Le projet de train électrique de la Caisse de dépôt suppose d'importants changements législatifs ; actuellement, une ville ne peut injecter d'argent pour des infrastructures dont elle n'est pas propriétaire, un beau casse-tête à soumettre aux légistes, à condition bien sûr qu'ils soient au travail.

À l'Agriculture, on est sur la touche pour un projet de loi sur les pesticides et l'utilisation des OGM.

Au Travail, on ne travaille plus, justement, sur un projet de loi sur la santé et la sécurité du travail relativement à la qualité de l'air.

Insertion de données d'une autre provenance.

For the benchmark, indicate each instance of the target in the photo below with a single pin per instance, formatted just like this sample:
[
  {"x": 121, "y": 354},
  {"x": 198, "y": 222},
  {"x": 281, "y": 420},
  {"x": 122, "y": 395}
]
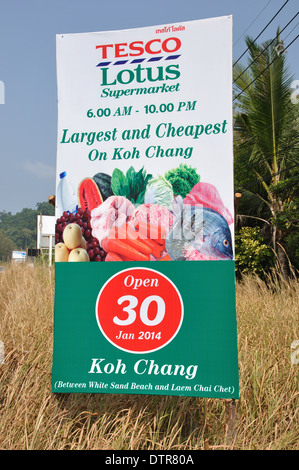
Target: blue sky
[{"x": 28, "y": 28}]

Et les projets de loi déjà déposés?

Les juristes de l'État ne peuvent retarder l'avancement d'un projet de loi déjà déposé à l'Assemblée nationale. En ce sens, ils doivent fournir les amendements qu'est susceptible de leur demander une commission parlementaire. Sans quoi ils risquent de commettre un outrage au Parlement.

Mais ces projets de loi nécessiteront dès leur adoption qu'une réglementation toujours très technique soit prête. C'est le cas notamment des dispositions pour appliquer les projets de loi 62 sur la neutralité religieuse, 66 sur les thanatologues, 108 sur l'Autorité des marchés financiers, 109 sur la Ville de Québec et 106 sur la Politique énergétique. Les nouveaux pouvoirs, nombreux, dont le ministre des Transports doit disposer dans la foulée de la Loi sur le taxi nécessitent aussi beaucoup de travail réglementaire.

L'Association estime avoir assez de ressources financières pour mener une grève de près d'un mois. En 2011, le gouvernement avait décrété les conditions de travail des avocats, dont la convention collective est échue depuis avril 2015. Ils réclament qu'un arbitre, qu'ils choisiraient de concert avec Québec, puisse trancher en ce qui concerne leurs conditions de travail - leur salaire moyen est de 106 000 $ et peut atteindre 124 000 $ pour une semaine de 35 heures. Ils estiment mériter le même traitement que les procureurs de la Couronne et ont obtenu un avis de l'ex-ministre libéral Benoît Pelletier, qui leur reconnait les mêmes responsabilités.